​ Can someone help me with this calculus question please?

a)

\(f'(x) \text{ is }\left\{\begin{matrix}\text{positive}\\\text{negative}\end{matrix}\right\}\text{ when }f(x)\text{ is }\left\{\begin{matrix}\text{strictly increasing}\\\text{strictly decreasing}\end{matrix}\right\}.\)

\(\implies f(x) \text{ is strictly increasing on the interval }(-\infty, 1)\cup (3, \infty)\text{ and strictly decreasing on the interval } (1, 3).\)

 

What about when x = 1 or x = 3?

 

Let ε be an arbitrary constant, infinitesmally small.
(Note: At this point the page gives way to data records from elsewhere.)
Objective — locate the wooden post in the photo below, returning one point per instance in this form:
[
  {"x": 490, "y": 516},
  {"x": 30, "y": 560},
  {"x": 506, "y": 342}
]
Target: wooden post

\(f'(1 -\varepsilon) > 0\text{ and }f'(1 + \varepsilon) < 0\)

At x = 1, local maximum of f(x) occurs.

 

\(f'(3 -\varepsilon) < 0\text{ and }f'(3 + \varepsilon) > 0\)

At x = 3, local minimum of f(x) occurs.

 

\(f'(x) \text{ is }\left\{\begin{matrix}\text{increasing}\\\text{decreasing}\\\text{constant}\end{matrix}\right\}\text{ when }f(x)\text{ }\left\{\begin{matrix}\text{is convex}\\\text{is concave}\\\text{has a point of inflexion}\end{matrix}\right\}.\)

\(\implies f(x) \text{ is concave on the interval } (-\infty, 2)\text{ and is convex on the interval }(2, \infty).\)

\(\text{Point of inflexion of }f(x)\text{ occurs at } x =2.\)

 

b)

\(f'(x) \text{ is }\left\{\begin{matrix}\text{increasing}\\\text{decreasing}\\\text{constant}\end{matrix}\right\}\text{ when }f''(x)\text{ is }\left\{\begin{matrix}\text{positive}\\\text{negative}\\\text{0}\end{matrix}\right\}.\)

\(\implies f''(x) \text{ is negative on the interval } (-\infty, 2)\text{ and is positive on the interval }(2, \infty).\)

\(f''(2) = 0\)